Consensus Knowledge Graph Learning via Multi-view Sparse Low Rank Block Model
This work addresses the problem of high-dimensional network analysis for researchers and practitioners in fields like healthcare, by providing a method to combine multiple data sources for consensus knowledge graph learning, though it appears incremental as it builds on existing low-rank and multi-view techniques.
The paper tackles the challenge of accurately identifying node-node interactions in large networks by proposing a unified multi-view sparse low-rank block model (msLBM) framework that enables simultaneous grouping and connectivity analysis using multiple data sources, with applications to electronic health record data showing more reliable network structure revelation.

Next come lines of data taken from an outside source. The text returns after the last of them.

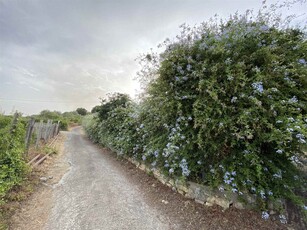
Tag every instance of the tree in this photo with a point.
(81, 111)
(95, 109)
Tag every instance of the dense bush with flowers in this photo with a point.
(224, 105)
(12, 164)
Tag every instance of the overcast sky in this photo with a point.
(65, 54)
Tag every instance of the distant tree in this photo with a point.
(115, 100)
(95, 109)
(81, 111)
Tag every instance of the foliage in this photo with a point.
(225, 105)
(81, 111)
(12, 164)
(65, 118)
(95, 109)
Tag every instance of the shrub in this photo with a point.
(225, 105)
(12, 165)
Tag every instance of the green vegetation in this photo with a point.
(225, 105)
(12, 164)
(66, 118)
(81, 111)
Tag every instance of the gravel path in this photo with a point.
(95, 194)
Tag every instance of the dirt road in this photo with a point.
(91, 189)
(94, 194)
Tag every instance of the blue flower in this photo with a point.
(293, 100)
(257, 86)
(233, 99)
(265, 215)
(302, 61)
(264, 28)
(279, 151)
(282, 219)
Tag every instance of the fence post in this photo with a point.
(14, 123)
(31, 124)
(39, 133)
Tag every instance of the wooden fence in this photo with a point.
(42, 132)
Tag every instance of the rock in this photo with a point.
(164, 201)
(225, 204)
(43, 179)
(239, 205)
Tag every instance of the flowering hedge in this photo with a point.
(225, 105)
(12, 164)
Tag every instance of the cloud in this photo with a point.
(78, 51)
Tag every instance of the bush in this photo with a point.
(225, 105)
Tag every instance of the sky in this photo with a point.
(65, 54)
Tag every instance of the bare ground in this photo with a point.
(178, 211)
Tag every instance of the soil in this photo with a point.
(183, 213)
(33, 213)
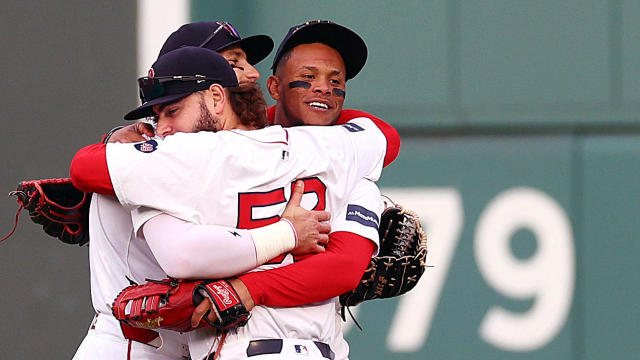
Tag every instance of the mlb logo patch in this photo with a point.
(353, 127)
(362, 216)
(147, 146)
(301, 349)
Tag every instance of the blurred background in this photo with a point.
(521, 153)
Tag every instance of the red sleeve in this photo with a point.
(316, 278)
(271, 114)
(393, 138)
(89, 171)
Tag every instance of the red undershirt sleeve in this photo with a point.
(316, 278)
(89, 171)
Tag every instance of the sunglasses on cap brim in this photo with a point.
(221, 25)
(155, 87)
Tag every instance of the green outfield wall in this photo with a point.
(520, 123)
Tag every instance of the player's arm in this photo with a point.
(333, 272)
(390, 133)
(317, 278)
(89, 171)
(186, 250)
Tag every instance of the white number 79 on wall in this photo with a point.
(547, 276)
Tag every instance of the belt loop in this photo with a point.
(265, 346)
(325, 350)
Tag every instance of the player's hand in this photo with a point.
(206, 305)
(132, 133)
(311, 226)
(202, 309)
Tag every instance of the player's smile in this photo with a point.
(319, 105)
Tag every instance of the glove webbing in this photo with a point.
(15, 224)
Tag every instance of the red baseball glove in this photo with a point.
(169, 303)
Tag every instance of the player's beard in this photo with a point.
(207, 121)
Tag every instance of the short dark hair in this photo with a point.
(250, 106)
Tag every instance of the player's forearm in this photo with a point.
(89, 171)
(389, 132)
(186, 250)
(316, 278)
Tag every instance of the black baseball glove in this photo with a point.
(400, 261)
(61, 209)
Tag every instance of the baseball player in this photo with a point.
(338, 92)
(276, 156)
(117, 255)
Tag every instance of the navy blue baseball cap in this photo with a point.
(218, 36)
(178, 74)
(350, 46)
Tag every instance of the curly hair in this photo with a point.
(250, 105)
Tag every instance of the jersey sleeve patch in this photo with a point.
(353, 127)
(362, 216)
(147, 146)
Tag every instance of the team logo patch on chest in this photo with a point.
(353, 127)
(301, 349)
(147, 146)
(362, 216)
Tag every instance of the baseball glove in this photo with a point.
(400, 261)
(61, 209)
(169, 303)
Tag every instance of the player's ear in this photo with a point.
(273, 86)
(219, 97)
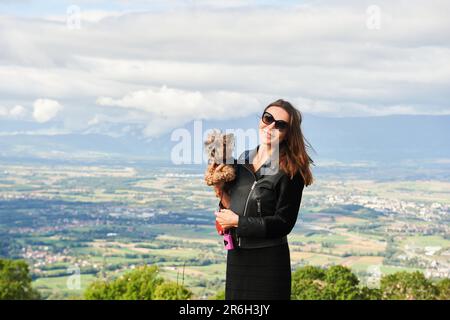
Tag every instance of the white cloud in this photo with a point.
(16, 112)
(45, 109)
(166, 108)
(319, 54)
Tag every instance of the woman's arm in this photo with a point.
(286, 212)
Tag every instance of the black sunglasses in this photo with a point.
(268, 119)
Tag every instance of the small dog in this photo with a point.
(220, 172)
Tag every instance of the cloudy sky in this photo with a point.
(159, 64)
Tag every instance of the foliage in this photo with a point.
(15, 281)
(143, 283)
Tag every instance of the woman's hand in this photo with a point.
(227, 218)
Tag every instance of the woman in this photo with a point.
(263, 204)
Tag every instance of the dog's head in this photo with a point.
(219, 146)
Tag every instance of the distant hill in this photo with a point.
(380, 139)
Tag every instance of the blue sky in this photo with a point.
(147, 63)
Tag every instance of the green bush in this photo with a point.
(15, 281)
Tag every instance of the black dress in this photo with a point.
(260, 273)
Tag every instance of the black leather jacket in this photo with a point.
(267, 204)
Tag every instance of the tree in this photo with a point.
(143, 283)
(308, 283)
(15, 281)
(334, 283)
(407, 286)
(171, 291)
(219, 295)
(342, 284)
(443, 287)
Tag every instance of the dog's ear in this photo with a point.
(213, 142)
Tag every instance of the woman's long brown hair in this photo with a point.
(293, 154)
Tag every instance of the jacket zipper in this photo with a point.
(246, 204)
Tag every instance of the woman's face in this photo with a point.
(267, 132)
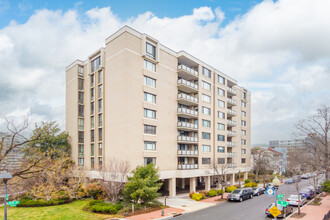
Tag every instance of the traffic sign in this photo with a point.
(270, 191)
(275, 211)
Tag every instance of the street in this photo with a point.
(249, 209)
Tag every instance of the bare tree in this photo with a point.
(113, 178)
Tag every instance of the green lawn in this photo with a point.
(66, 212)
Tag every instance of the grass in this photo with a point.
(70, 211)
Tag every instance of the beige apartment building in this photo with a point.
(139, 101)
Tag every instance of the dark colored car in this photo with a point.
(258, 191)
(240, 194)
(284, 210)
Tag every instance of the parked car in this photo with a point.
(258, 191)
(284, 210)
(308, 193)
(240, 194)
(294, 200)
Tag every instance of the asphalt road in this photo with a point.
(251, 209)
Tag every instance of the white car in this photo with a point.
(294, 200)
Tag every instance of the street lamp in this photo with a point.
(5, 177)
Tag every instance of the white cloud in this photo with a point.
(278, 50)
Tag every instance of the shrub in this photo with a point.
(212, 193)
(230, 188)
(197, 197)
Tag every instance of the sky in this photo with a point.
(279, 50)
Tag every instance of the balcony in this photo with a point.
(231, 112)
(231, 123)
(231, 133)
(187, 166)
(231, 102)
(187, 113)
(188, 152)
(187, 99)
(231, 144)
(187, 139)
(187, 73)
(187, 126)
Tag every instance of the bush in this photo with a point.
(212, 193)
(230, 189)
(197, 197)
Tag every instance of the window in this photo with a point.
(100, 149)
(149, 97)
(221, 137)
(221, 115)
(221, 149)
(149, 129)
(100, 91)
(206, 111)
(148, 160)
(80, 84)
(92, 121)
(100, 76)
(80, 97)
(150, 145)
(221, 160)
(149, 65)
(96, 63)
(206, 160)
(148, 113)
(206, 98)
(92, 150)
(221, 92)
(100, 105)
(206, 148)
(151, 51)
(81, 110)
(221, 79)
(206, 135)
(206, 123)
(100, 120)
(206, 85)
(80, 124)
(149, 81)
(221, 103)
(206, 72)
(221, 126)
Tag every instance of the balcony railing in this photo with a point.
(187, 139)
(188, 98)
(187, 166)
(187, 69)
(188, 152)
(187, 125)
(187, 83)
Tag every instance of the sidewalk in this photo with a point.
(314, 212)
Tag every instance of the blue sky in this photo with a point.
(21, 10)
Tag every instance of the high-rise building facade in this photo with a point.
(139, 101)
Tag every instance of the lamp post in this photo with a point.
(5, 177)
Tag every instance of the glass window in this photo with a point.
(206, 148)
(149, 129)
(206, 123)
(149, 81)
(206, 135)
(149, 65)
(150, 145)
(149, 97)
(206, 85)
(206, 72)
(148, 113)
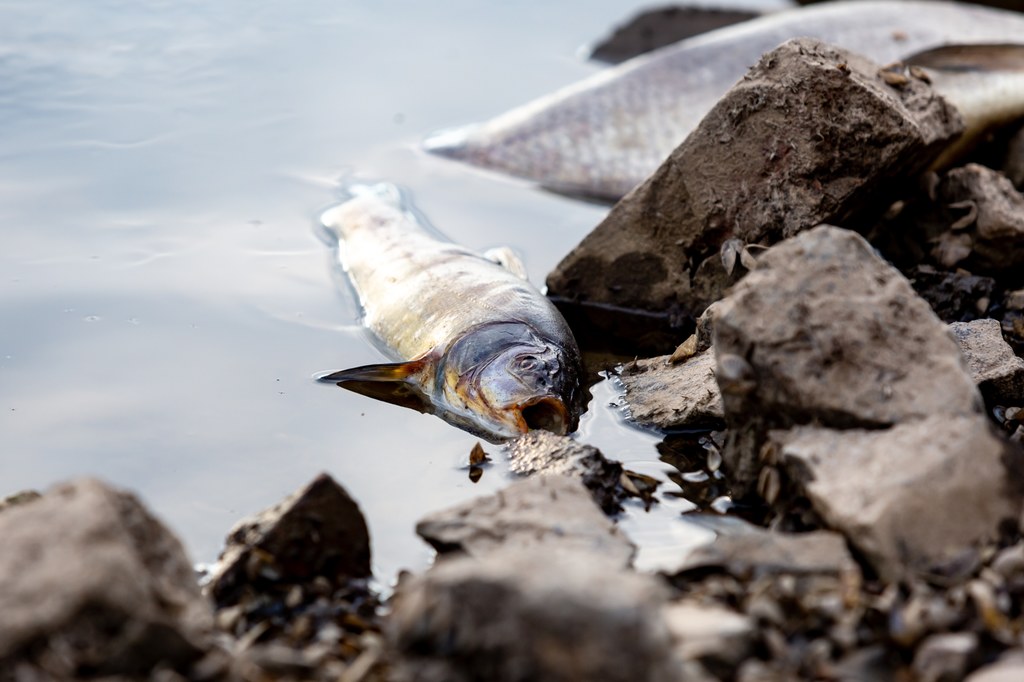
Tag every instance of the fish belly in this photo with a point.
(418, 292)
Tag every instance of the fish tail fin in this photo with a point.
(508, 259)
(452, 143)
(966, 58)
(399, 383)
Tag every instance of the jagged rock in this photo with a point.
(706, 326)
(1010, 668)
(672, 395)
(544, 452)
(990, 360)
(945, 656)
(91, 585)
(921, 497)
(316, 531)
(706, 632)
(748, 552)
(554, 513)
(985, 218)
(530, 613)
(824, 331)
(849, 135)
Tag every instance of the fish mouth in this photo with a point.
(545, 414)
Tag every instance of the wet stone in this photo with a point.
(985, 218)
(530, 613)
(942, 657)
(659, 249)
(93, 585)
(824, 331)
(292, 587)
(546, 453)
(318, 531)
(672, 395)
(710, 634)
(551, 512)
(748, 552)
(990, 360)
(919, 498)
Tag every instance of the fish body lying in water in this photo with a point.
(602, 136)
(478, 345)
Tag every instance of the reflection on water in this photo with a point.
(165, 301)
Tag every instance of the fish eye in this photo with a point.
(528, 363)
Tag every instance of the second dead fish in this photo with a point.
(602, 136)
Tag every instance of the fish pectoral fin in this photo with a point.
(508, 259)
(396, 383)
(995, 57)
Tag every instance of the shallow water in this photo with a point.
(165, 301)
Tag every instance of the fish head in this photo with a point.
(508, 380)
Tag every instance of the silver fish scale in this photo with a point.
(418, 293)
(603, 135)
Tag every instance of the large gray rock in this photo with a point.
(544, 452)
(551, 513)
(671, 395)
(990, 360)
(824, 331)
(944, 656)
(530, 614)
(918, 498)
(709, 633)
(749, 552)
(317, 531)
(987, 229)
(91, 584)
(810, 134)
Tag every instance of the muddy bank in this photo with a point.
(851, 392)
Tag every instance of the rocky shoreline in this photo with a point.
(860, 388)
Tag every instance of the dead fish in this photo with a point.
(477, 344)
(603, 135)
(985, 83)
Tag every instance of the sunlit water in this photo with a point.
(164, 300)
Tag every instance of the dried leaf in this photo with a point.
(686, 349)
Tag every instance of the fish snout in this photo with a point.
(545, 414)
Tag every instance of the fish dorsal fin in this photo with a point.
(1001, 56)
(508, 259)
(399, 383)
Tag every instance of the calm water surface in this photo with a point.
(164, 301)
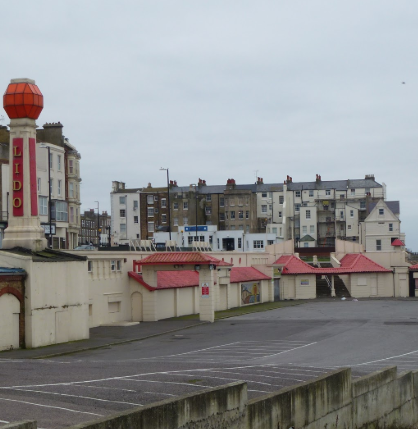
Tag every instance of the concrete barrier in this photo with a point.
(382, 399)
(218, 408)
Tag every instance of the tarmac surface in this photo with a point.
(128, 366)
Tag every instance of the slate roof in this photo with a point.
(413, 267)
(181, 258)
(247, 274)
(393, 206)
(350, 264)
(339, 185)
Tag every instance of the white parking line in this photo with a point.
(77, 396)
(49, 406)
(385, 359)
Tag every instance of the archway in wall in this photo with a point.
(9, 322)
(136, 305)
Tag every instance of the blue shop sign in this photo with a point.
(193, 228)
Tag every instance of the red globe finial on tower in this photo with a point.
(23, 99)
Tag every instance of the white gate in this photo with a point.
(9, 322)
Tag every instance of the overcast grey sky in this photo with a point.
(219, 89)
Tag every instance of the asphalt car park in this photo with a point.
(268, 350)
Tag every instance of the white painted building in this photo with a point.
(382, 227)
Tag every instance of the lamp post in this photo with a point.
(195, 196)
(98, 224)
(44, 146)
(168, 200)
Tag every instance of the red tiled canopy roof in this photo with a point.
(181, 258)
(169, 279)
(350, 264)
(247, 274)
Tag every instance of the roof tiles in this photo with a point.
(350, 264)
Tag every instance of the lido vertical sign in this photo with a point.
(17, 197)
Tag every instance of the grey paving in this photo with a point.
(268, 350)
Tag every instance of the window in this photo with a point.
(43, 205)
(61, 211)
(258, 244)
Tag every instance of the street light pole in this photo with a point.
(98, 224)
(168, 200)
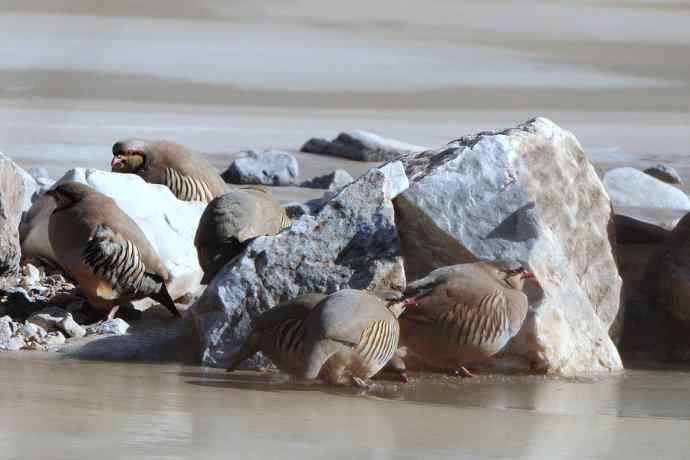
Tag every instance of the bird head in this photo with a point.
(68, 194)
(399, 306)
(513, 273)
(130, 156)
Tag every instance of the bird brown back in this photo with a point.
(188, 175)
(231, 220)
(464, 313)
(104, 249)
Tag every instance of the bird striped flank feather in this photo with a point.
(115, 259)
(289, 337)
(187, 188)
(378, 343)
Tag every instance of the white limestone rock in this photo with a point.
(633, 188)
(528, 194)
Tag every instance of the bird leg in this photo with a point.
(360, 383)
(112, 313)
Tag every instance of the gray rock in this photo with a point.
(271, 167)
(350, 243)
(32, 331)
(30, 276)
(664, 173)
(645, 225)
(56, 319)
(7, 328)
(54, 339)
(633, 188)
(71, 328)
(361, 146)
(332, 181)
(116, 326)
(528, 194)
(11, 206)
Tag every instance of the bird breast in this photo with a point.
(377, 344)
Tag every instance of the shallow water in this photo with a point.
(63, 408)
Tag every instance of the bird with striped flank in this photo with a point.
(350, 336)
(104, 250)
(188, 175)
(279, 334)
(230, 221)
(465, 313)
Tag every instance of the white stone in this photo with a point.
(528, 194)
(633, 188)
(116, 326)
(168, 223)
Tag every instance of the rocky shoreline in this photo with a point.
(529, 193)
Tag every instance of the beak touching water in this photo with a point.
(116, 161)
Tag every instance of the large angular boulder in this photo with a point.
(350, 243)
(168, 223)
(361, 146)
(529, 194)
(633, 188)
(271, 167)
(11, 205)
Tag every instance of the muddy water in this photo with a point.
(59, 408)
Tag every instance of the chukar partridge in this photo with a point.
(278, 333)
(351, 336)
(465, 313)
(104, 250)
(188, 175)
(230, 221)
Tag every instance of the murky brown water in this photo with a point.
(59, 408)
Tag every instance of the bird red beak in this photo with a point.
(412, 302)
(527, 275)
(116, 161)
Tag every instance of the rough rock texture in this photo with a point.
(11, 205)
(114, 326)
(667, 278)
(271, 167)
(633, 188)
(35, 184)
(350, 243)
(168, 223)
(361, 146)
(529, 194)
(664, 173)
(332, 181)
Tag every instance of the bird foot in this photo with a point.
(361, 383)
(463, 373)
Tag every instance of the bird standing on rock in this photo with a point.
(279, 333)
(350, 336)
(465, 313)
(104, 250)
(230, 221)
(188, 175)
(344, 338)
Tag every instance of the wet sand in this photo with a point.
(76, 409)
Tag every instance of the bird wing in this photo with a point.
(187, 187)
(297, 308)
(116, 259)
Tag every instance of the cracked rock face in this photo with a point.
(350, 243)
(529, 194)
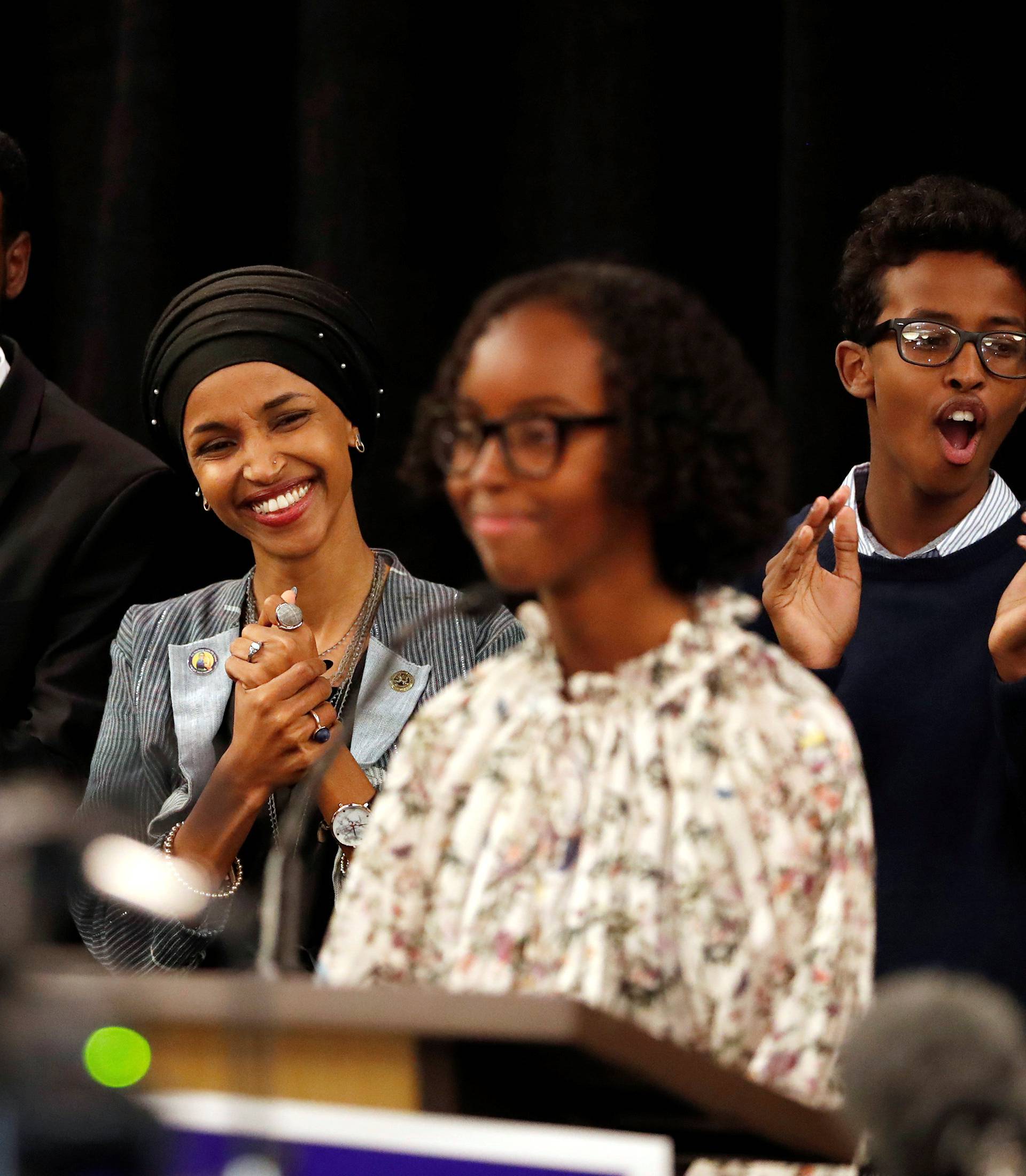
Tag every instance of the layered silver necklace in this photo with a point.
(359, 631)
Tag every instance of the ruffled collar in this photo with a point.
(716, 627)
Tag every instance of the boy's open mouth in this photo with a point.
(960, 427)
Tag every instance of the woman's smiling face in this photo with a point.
(270, 453)
(540, 533)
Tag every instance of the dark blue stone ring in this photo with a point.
(321, 736)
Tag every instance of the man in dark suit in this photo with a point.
(80, 512)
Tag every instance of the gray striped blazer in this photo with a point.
(157, 752)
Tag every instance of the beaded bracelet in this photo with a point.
(234, 875)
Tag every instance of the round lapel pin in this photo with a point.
(203, 661)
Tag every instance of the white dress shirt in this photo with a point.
(993, 510)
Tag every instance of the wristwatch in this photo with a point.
(349, 824)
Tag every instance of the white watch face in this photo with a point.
(349, 822)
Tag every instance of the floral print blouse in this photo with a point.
(686, 842)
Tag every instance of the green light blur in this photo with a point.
(115, 1056)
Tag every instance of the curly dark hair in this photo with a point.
(702, 442)
(14, 190)
(942, 213)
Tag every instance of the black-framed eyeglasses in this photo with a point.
(928, 344)
(532, 445)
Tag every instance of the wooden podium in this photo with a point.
(541, 1059)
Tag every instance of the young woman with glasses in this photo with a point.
(644, 806)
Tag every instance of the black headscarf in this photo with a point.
(267, 313)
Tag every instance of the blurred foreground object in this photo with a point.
(55, 1116)
(936, 1074)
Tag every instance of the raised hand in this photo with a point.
(815, 612)
(1007, 640)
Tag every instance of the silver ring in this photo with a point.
(288, 616)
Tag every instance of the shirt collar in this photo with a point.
(993, 509)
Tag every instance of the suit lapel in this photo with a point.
(386, 701)
(9, 475)
(198, 702)
(20, 403)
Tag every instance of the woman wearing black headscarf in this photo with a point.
(263, 383)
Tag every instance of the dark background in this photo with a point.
(415, 153)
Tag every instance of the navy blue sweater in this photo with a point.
(944, 744)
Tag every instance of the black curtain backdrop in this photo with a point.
(416, 153)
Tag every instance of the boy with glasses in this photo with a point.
(915, 607)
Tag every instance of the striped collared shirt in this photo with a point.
(993, 509)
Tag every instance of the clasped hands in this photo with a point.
(276, 695)
(815, 612)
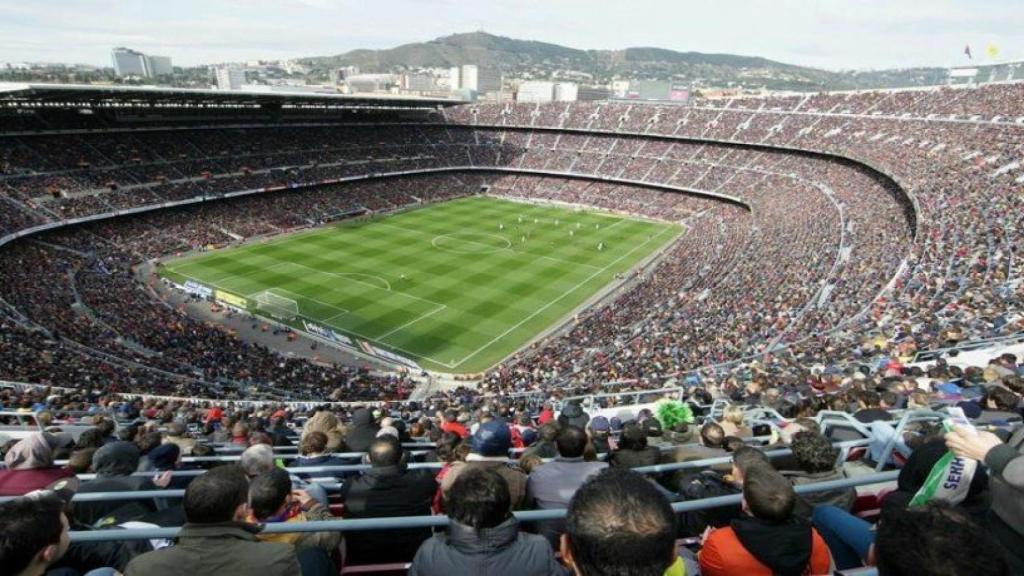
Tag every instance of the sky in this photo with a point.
(829, 34)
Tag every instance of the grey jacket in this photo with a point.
(1006, 481)
(225, 549)
(496, 551)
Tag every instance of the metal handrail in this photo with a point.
(442, 521)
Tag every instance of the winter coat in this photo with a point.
(502, 550)
(226, 548)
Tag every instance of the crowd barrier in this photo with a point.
(442, 521)
(843, 447)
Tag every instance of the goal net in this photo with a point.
(275, 305)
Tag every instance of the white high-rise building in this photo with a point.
(566, 91)
(229, 78)
(536, 91)
(161, 66)
(130, 63)
(468, 78)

Network analysis has been a powerful tool to unveil relationships and interactions among a large number of objects. Yet its effectiveness in accurately identifying important node-node interactions is challenged by the rapidly growing network size, with data being collected at an unprecedented granularity and scale. Common wisdom to overcome such high dimensionality is collapsing nodes into smaller groups and conducting connectivity analysis on the group level. Dividing efforts into two phases inevitably opens a gap in consistency and drives down efficiency. Consensus learning emerges as a new normal for common knowledge discovery with multiple data sources available. In this paper, we propose a unified multi-view sparse low-rank block model (msLBM) framework, which enables simultaneous grouping and connectivity analysis by combining multiple data sources. The msLBM framework efficiently represents overlapping information across large scale concepts and accommodates different types of heterogeneity across sources. Both features are desirable when analyzing high dimensional electronic health record (EHR) datasets from multiple health systems. An estimating procedure based on the alternating minimization algorithm is proposed. Our theoretical results demonstrate that a consensus knowledge graph can be more accurately learned by leveraging multi-source datasets, and statistically optimal rates can be achieved under mild conditions. Applications to the real world EHR data suggest that our proposed msLBM algorithm can more reliably reveal network structure among clinical concepts by effectively combining summary level EHR data from multiple health systems.